Powers cites several statistics about women earning degrees, but I’m not sure this all translates to women entering STEM careers.  Let’s break it down.

  • “women rule in biology with nearly 60% of all bachelor’s, master’s, and doctorates awarded to women”:  Okay, that actually probably speaks well for biology education (I tend to think gender ratios in the 60:40 ballpark are pretty reasonable).  But what becomes of all these women trained in biology?  Lots of biology undergrads end up going into medicine, which isn’t bad, but also is not as male-dominated a profession as science and engineering.  Biology doctorates are likely to become professors (look at Table 3).  If they’re becoming professors, though, academia isn’t known for being the most hospitable field for women.  For example, one study has suggested women win fewer science awards than would be expected based on how many doctorates they hold.  And the tenure track is notorious for making it hard to start a family.

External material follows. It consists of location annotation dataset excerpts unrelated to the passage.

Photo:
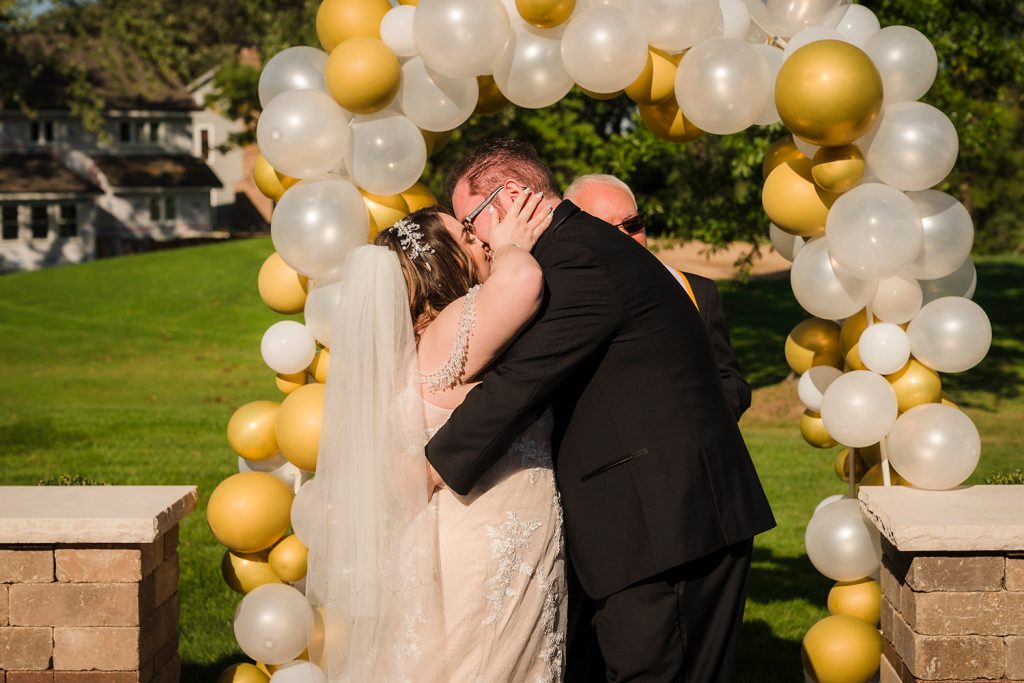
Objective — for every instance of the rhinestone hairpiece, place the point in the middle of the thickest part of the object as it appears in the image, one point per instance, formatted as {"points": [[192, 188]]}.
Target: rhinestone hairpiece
{"points": [[411, 239]]}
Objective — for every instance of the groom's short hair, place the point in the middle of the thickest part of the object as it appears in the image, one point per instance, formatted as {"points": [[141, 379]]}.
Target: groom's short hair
{"points": [[496, 161]]}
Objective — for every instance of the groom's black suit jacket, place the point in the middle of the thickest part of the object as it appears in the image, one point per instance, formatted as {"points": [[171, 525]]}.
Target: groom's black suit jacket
{"points": [[650, 464]]}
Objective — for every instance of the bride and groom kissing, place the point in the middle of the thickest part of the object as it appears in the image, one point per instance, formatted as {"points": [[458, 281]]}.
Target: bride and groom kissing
{"points": [[529, 470]]}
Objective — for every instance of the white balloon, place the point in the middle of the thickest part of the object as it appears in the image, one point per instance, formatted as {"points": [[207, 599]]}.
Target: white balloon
{"points": [[841, 544], [812, 385], [388, 153], [873, 231], [604, 49], [906, 61], [884, 348], [948, 235], [433, 101], [859, 409], [396, 31], [317, 222], [950, 335], [722, 85], [303, 133], [824, 291], [271, 623], [460, 37], [914, 146], [298, 68], [934, 446]]}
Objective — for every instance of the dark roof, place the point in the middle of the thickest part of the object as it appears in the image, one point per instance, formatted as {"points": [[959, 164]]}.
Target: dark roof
{"points": [[157, 171], [39, 173]]}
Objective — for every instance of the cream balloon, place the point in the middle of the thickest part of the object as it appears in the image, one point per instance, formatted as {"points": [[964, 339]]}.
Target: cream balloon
{"points": [[722, 85]]}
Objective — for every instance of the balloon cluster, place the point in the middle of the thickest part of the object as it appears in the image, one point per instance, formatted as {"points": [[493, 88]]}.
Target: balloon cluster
{"points": [[881, 260]]}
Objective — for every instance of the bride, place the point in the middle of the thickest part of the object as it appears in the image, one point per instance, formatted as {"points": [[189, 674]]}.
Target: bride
{"points": [[458, 588]]}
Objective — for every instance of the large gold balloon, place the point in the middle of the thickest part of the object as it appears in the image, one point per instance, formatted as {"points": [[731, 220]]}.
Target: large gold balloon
{"points": [[251, 431], [299, 421], [842, 649], [794, 202], [667, 121], [915, 384], [281, 287], [337, 20], [860, 599], [545, 13], [657, 80], [828, 92], [813, 342], [244, 571], [363, 75], [249, 511], [288, 558], [838, 169]]}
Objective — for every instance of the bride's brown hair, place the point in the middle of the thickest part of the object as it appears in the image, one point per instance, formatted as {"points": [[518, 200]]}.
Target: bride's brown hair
{"points": [[433, 279]]}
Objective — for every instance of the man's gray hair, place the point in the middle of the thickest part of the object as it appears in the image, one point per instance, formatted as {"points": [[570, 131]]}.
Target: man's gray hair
{"points": [[577, 185]]}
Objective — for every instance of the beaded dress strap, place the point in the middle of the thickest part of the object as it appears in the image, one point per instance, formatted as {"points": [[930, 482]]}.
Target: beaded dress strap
{"points": [[450, 374]]}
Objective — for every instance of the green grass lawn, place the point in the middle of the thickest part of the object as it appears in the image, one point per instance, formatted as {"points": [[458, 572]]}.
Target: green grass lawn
{"points": [[126, 371]]}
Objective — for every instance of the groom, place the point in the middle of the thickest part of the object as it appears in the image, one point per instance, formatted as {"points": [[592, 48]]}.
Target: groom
{"points": [[662, 501]]}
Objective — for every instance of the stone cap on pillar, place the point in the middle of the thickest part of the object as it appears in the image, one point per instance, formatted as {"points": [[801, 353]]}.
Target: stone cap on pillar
{"points": [[966, 519], [91, 514]]}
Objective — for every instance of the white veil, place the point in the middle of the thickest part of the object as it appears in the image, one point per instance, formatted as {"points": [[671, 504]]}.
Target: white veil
{"points": [[373, 575]]}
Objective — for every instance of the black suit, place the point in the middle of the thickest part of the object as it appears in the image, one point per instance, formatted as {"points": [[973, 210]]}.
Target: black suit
{"points": [[652, 469]]}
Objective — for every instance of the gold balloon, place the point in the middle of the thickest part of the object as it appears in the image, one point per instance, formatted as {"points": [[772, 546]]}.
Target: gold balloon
{"points": [[915, 384], [299, 421], [251, 431], [249, 511], [337, 20], [244, 571], [491, 99], [838, 169], [842, 649], [860, 599], [666, 120], [813, 430], [288, 558], [828, 92], [363, 75], [794, 202], [281, 287], [657, 80], [813, 342]]}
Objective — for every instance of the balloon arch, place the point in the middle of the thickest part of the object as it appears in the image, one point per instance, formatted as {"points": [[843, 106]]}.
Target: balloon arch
{"points": [[881, 261]]}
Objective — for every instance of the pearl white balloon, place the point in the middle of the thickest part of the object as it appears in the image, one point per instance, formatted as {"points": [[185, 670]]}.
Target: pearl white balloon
{"points": [[905, 59], [303, 133], [604, 49], [914, 147], [950, 335], [873, 231], [934, 446], [529, 71], [388, 153], [884, 348], [841, 544], [298, 68], [722, 85], [859, 409], [948, 235], [317, 222], [897, 300], [676, 25], [271, 623], [812, 385], [824, 291], [460, 37], [433, 101]]}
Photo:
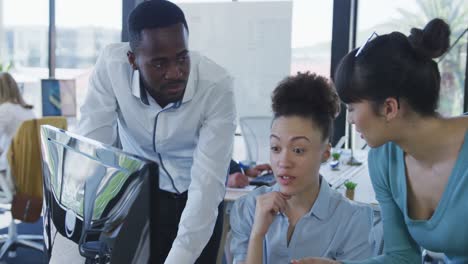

  • “40% of bachelor’s degrees awarded in the physical sciences and math go to women”  This statistic actually is higher than I would have expected.  But again, what do these students do after school?  I don’t have official numbers for the trends, but I remember lots of my friends from college.  Of the five girls in my physics class, one decided to go into consulting and the other went to med school.  Out of the eight guys, only one of us wasn’t planning on doing technical work or going to graduate school in physics or engineering.  Of the four female chemistry majors I knew, two of them were pre-meds and one decided to become a teacher.
  • “72 % of [psychology] degrees go to women” Okay, there’s probably something pulling men away from studying psych, but that’s not equivalent to overcoming older prejudices that push women away from science and engineering.  Also, having known lots of psych majors of both genders in college, I would be willing to hazard a guess that male psych students don’t feel pressure due to their gender.
  • Just throwing out “bachelor’s degree” without description can be kind of misleading.  At some schools, students in science and engineering majors can choose between a Bachelor of Science (BS) and a Bachelor of Arts (BA).  If a school makes that distinction, one of these degrees will involve more technical coursework and lab work than the other.  (Typically a BS will be the technical one, but my understanding is that can vary)  People who get the less technical degree may be preparing more for medicine, law, or other careers besides science/engineering.
  • It also seems like something must be going on for women to represent only 18% of engineering and computer science bachelor’s degrees given the above stats.  Engineering, the E in STEM, isn’t something completely unrelated to math or science.  It’s applying science with design thinking to solve problems.  For women to represent such a large portion of pure science students while having a much smaller presence in the application of these sciences would seem to suggest that something more than academics is at play.

What does it all mean?  I’m not entirely sure.  I don’t think many US colleges are blocking women from studying STEM fields, and so in some sense, I probably agree with the central idea of Powers’ argument.  It seems to be a bigger cultural problem.  Does that require government intervention at the college level?  Maybe not.  But considering some of the uncertainty in how women transition from being STEM students to being STEM professionals, I’m not sure I’m ready to discount the idea of this program.  I would also say it seems naive to think we can have such a culture and not expect it to affect the behavior of some individual officials at the college level, such as an older professor who may discourage women from declaring a major in his department.  As we hear more stories of brogramming or just outright sexism in the tech industry, maybe it’s worth checking to see if that comes from the universities producing these workers.